江子燕回国不超过二十四小时,单看到何家三个男人,就明显感觉其中两个都不是什么善茬。
她私心倒是希望能与何家人融洽相处,毕竟这是自己如今在世界上关联最多的人物。但在这种事情上,她又确实没法勉强。现在只能尽力捕捉何穆阳对自己的真实态度,期盼以往没有太得罪这位公公。
她把早在路上就决定的称呼委婉叫出口:“爸爸,我回来了。”
何穆阳因为这份示好确实多看她一眼,但点头应了,脸上依旧带着那种和她没什么关系的亲切感。
何绍礼停完车,也从里屋慢悠悠走出来。
父子两人不知道无声交换了什么眼色,等何穆阳便再转头看着江子燕,他两道深深的法令纹在阴影里像猫胡须一样翘了下,再对她开口时,语气终于温和些:“年轻人要保重身体,为祖国健康工作。”
江子燕赔着笑,不知道说什么好。
何绍礼随意叫了声爸,笑说:“今天外面空气质量不怎么样啊,鼻子难受得很。”
何穆阳沉声说:“哦,我看你好得很。”话虽然这样,但还是转身带着何智尧率先上楼。
江子燕默默无语,在门口等阿姨给自己拿室内鞋。
今日她穿长靴,手脚协调性又不佳,必须坐下才能脱下。何绍礼站在旁边很是耐心地陪着,并不催促。这让她略有些难熬,偏偏速度也快不了。等整理好后,一支骨节分明的手伸到自己面前要扶自己,男士衬衫袖子口异常干净利落。
她不由抬头,何绍礼脱下的西服挂在臂弯,微微弯腰的时候显得眉眼英挺。她犹豫一秒,无法拒绝这种示好,终于把手递过去。从弯腰、等待、搀扶,到接受,两人的动作不紧不慢,相处仿佛无间。但江子燕也并没有把手真正放入何绍礼掌间,虚压下他的手背借力站起来,再不留痕迹地抽开,动作跟着了火似的。
何绍礼收回手,神色如常。
片刻后,他忽地开口:“你自在点。

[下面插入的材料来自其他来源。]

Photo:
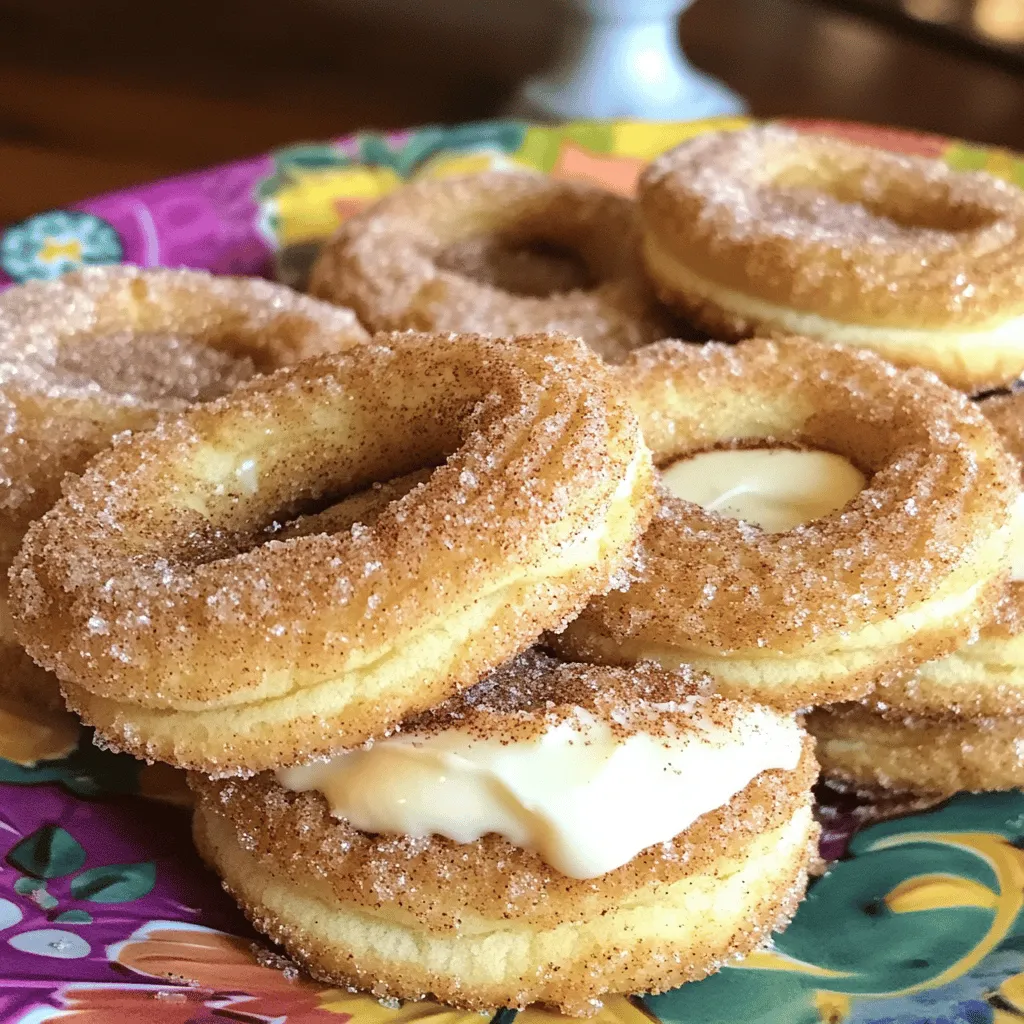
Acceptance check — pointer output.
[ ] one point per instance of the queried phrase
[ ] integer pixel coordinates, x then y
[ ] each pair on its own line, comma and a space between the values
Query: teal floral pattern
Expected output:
51, 244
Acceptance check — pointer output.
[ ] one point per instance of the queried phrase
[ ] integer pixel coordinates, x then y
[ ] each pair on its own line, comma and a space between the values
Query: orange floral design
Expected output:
213, 976
614, 173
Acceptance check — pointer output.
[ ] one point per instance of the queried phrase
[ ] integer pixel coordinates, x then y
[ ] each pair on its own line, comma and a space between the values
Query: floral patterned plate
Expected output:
107, 913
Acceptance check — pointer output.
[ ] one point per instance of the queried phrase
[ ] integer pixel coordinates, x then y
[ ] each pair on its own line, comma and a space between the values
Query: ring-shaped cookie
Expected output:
109, 349
905, 571
185, 633
401, 263
984, 678
769, 230
487, 923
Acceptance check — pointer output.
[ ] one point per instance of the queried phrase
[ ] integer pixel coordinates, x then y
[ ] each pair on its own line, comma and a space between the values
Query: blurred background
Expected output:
102, 94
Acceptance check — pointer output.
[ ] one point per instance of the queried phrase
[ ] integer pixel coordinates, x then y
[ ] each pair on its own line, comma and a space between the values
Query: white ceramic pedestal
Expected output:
622, 59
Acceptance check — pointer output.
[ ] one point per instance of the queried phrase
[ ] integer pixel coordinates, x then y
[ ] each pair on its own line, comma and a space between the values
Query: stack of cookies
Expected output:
487, 640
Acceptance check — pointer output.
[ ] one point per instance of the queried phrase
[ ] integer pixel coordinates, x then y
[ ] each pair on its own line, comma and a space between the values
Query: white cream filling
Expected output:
585, 799
1006, 336
774, 488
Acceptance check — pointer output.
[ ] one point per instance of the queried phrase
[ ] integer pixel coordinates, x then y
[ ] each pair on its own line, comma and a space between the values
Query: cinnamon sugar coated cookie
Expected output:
110, 349
488, 921
769, 230
184, 631
500, 253
907, 569
957, 722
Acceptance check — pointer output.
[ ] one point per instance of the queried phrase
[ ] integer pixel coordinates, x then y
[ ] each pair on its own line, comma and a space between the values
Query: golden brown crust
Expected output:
848, 231
863, 748
767, 230
109, 349
485, 924
393, 264
986, 677
183, 635
905, 571
680, 933
448, 886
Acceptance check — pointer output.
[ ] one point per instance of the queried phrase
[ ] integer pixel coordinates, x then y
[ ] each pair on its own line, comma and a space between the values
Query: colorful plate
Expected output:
108, 915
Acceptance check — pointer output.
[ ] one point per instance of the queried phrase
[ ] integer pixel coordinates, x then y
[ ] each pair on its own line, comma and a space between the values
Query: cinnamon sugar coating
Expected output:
184, 634
109, 349
498, 253
862, 748
910, 568
984, 678
487, 924
759, 229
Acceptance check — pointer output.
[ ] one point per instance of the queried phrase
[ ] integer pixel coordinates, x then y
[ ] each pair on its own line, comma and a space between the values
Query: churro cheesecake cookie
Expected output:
557, 833
826, 520
108, 349
770, 230
189, 625
954, 723
501, 253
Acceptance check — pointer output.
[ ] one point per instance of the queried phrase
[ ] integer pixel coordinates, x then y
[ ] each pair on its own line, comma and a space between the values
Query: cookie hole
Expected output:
900, 200
532, 268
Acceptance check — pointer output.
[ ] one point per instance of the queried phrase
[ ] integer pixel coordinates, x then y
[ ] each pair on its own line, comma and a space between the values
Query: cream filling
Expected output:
580, 794
1006, 336
774, 488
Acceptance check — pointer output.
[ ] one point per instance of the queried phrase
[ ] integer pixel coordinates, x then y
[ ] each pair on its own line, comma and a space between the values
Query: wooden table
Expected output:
99, 95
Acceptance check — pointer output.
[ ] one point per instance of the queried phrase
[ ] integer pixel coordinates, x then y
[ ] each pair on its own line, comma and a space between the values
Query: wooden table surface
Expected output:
99, 95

”
江子燕怔住,随后回应温柔一笑:“我看起来很紧张?”
何绍礼笑了笑,把她引进屋里。在他背后,江子燕收起刻意讨好的笑容,握紧双手,皱眉跟着他往楼上走。
若说之前确实还有些懈怠情绪,她这会儿已经慢慢都收起来。现在的情形,是江子燕需要靠何绍礼来亲近自己的儿子,绝对不是何绍礼和何家需要她当一个母亲。背对她的年轻男人的态度偶有阴晴不定,但总体的气度谦和,待人处事也十分温文尔雅,显然多有容让。
她一时觉得他这幅样子不是作伪,一时又觉得他多谋深算,总是惊疑不定,就怕出什么差池。现在又要面临他的家人,但除了拥有何智尧母亲的身份,自己没有任何武器。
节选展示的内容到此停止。